“I beg your pardon. But I was in Randal and Hallam’s the day you came in to do your shopping. You wouldn’t of course have noticed me,” (the expectant pause he made here was almost imperceptible), “but I was impertinent enough to inquire your name.”

“And you recognised me again?”

“There are some faces one never forgets,” he said quietly, but effectively. Looking up into his eyes, she saw there something which she had seen in the eyes of men before that night; and which always roused in her a longing to rub their noses in the dust.

“Let us hope they are not all crowned with hats,” she said laughingly. “Memory might be over-crowded.”

He was delighted with her. To be witty as well as pretty! That made the game worth the heat and toil of the chase!
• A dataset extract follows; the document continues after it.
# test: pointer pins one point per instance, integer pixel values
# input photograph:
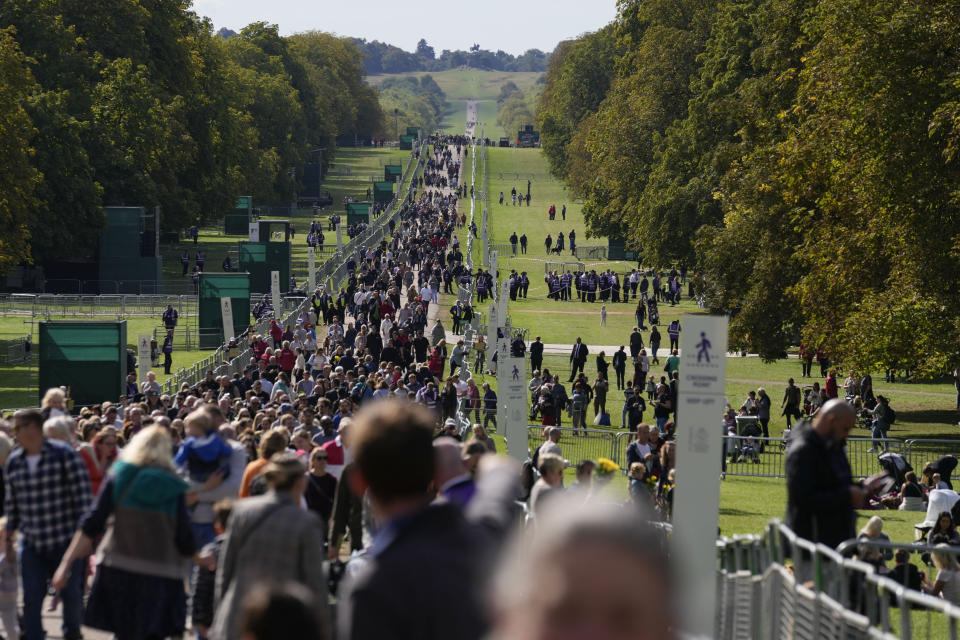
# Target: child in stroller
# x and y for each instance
(748, 444)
Thus they stood, the rose-lights from the fires about them, the great crushed pearl above them; taking each other’s measure, marking down each other’s weaknesses, and each secretly registering a vow to the other’s undoing. But they parted with the pleasant conventional phrases under which both good and bad intentions are so subtly concealed.


She breakfasted within sight the next morning, but he did not go near her, being content after having exchanged a morning greeting, to sit under his tree and reflect upon the ten good days to come. She made a charming picture in her dark short skirt, white blouse, and the rather rakish Panama he remembered so well as a feature of their first encounter in Randal’s winkel. She had brightened up wonderfully since then, he thought. Perhaps the relief of leaving all her domestic troubles behind her had something to do with it, but certainly disillusion had done no harm to her complexion so far, nor worry spoiled the fine line of her cheek and chin. Her looks had an edge to them that appealed to the connoisseur in him. It was not so much that she was pretty, as that she had good lines and that her clear pallor, the tilt of her head, and her dainty walk, carried an air of race and insolence with them; both things that meant something to a man like Bettington who admired the quality of insolence in women almost more than anything—probably because he knew how unworthy he was of anything but their insolent toleration.
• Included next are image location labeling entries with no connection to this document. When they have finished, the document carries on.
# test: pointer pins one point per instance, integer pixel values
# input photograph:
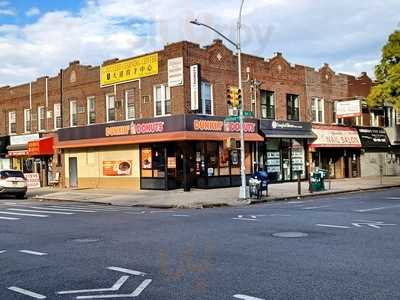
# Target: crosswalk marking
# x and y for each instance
(8, 218)
(41, 211)
(23, 214)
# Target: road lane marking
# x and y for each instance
(127, 271)
(245, 297)
(32, 252)
(41, 211)
(22, 214)
(120, 282)
(315, 207)
(26, 292)
(377, 208)
(8, 218)
(333, 226)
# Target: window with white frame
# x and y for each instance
(57, 116)
(318, 110)
(91, 110)
(27, 120)
(110, 108)
(130, 104)
(73, 113)
(162, 100)
(12, 122)
(206, 105)
(41, 118)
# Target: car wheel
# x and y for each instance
(20, 196)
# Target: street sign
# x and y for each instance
(248, 114)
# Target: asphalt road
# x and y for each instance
(351, 250)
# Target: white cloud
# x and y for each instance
(34, 11)
(348, 35)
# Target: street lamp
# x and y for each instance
(237, 45)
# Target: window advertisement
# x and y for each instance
(117, 168)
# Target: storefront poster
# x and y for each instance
(146, 158)
(117, 168)
(32, 180)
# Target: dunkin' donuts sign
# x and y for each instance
(220, 126)
(135, 129)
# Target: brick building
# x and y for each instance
(154, 128)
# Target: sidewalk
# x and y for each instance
(207, 198)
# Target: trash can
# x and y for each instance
(258, 183)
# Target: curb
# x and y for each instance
(223, 204)
(318, 194)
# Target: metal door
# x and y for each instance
(73, 172)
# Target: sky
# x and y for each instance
(37, 38)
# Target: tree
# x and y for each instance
(387, 88)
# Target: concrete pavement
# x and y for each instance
(209, 198)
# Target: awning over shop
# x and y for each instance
(41, 147)
(287, 129)
(335, 137)
(373, 138)
(165, 129)
(158, 138)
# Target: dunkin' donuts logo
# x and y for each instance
(134, 129)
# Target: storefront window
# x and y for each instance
(298, 158)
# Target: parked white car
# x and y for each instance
(13, 182)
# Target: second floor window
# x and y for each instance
(57, 116)
(41, 118)
(292, 107)
(267, 105)
(130, 104)
(27, 120)
(110, 102)
(162, 100)
(12, 122)
(206, 106)
(317, 107)
(73, 113)
(91, 110)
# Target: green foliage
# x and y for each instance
(387, 74)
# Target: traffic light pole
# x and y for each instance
(242, 193)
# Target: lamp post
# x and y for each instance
(237, 45)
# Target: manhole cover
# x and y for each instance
(289, 234)
(86, 240)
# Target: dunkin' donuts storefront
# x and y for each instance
(184, 151)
Before the day’s trek began, there was a lot of gathering up and stowing away of belongings to be done, and it was natural that Bettington being on the spot should help Mrs Stannard.
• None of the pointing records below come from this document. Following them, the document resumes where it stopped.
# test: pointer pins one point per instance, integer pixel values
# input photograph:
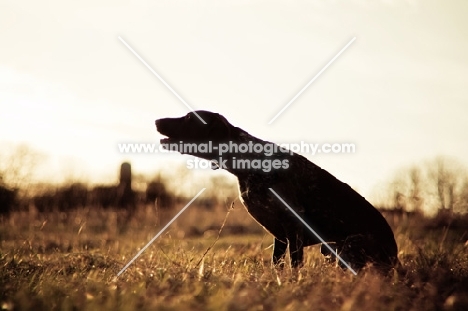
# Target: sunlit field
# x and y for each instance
(69, 261)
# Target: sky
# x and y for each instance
(71, 90)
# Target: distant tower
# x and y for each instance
(126, 175)
(126, 196)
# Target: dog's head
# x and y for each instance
(191, 130)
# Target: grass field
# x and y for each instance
(68, 261)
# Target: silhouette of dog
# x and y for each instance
(341, 216)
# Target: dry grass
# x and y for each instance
(68, 261)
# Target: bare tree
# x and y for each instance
(439, 184)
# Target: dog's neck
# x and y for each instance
(236, 162)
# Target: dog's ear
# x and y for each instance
(220, 128)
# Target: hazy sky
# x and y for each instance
(72, 90)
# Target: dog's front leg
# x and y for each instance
(279, 253)
(296, 251)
Natural too that he should suggest a tramp ahead as per the example set by numerous other couples, all anxious to avoid the dust and monotony of the trek and get some exercise into the bargain. She tramped a little while with him, and he liked her long swinging walk, and found her mind as buoyant as her feet. When the boy who was perched on the brake of her waggon guarding little Aimée came running to report that the bébé was awake and crying, Bettington could have kicked him with the greatest blessing in the world. Moreover it occurred to him that babies were odious little beasts, and that no nice woman ought to saddle herself with such things.

But on later afternoons he blessed the pale and fretful Aimée, for without her as a chaperon he could not have sat hour after hour on the brake of Mrs Stannard’s waggon talking to her on every subject in the world but the one that filled his mind and was to be read plainly in his eyes by anyone who took the trouble to look deep enough.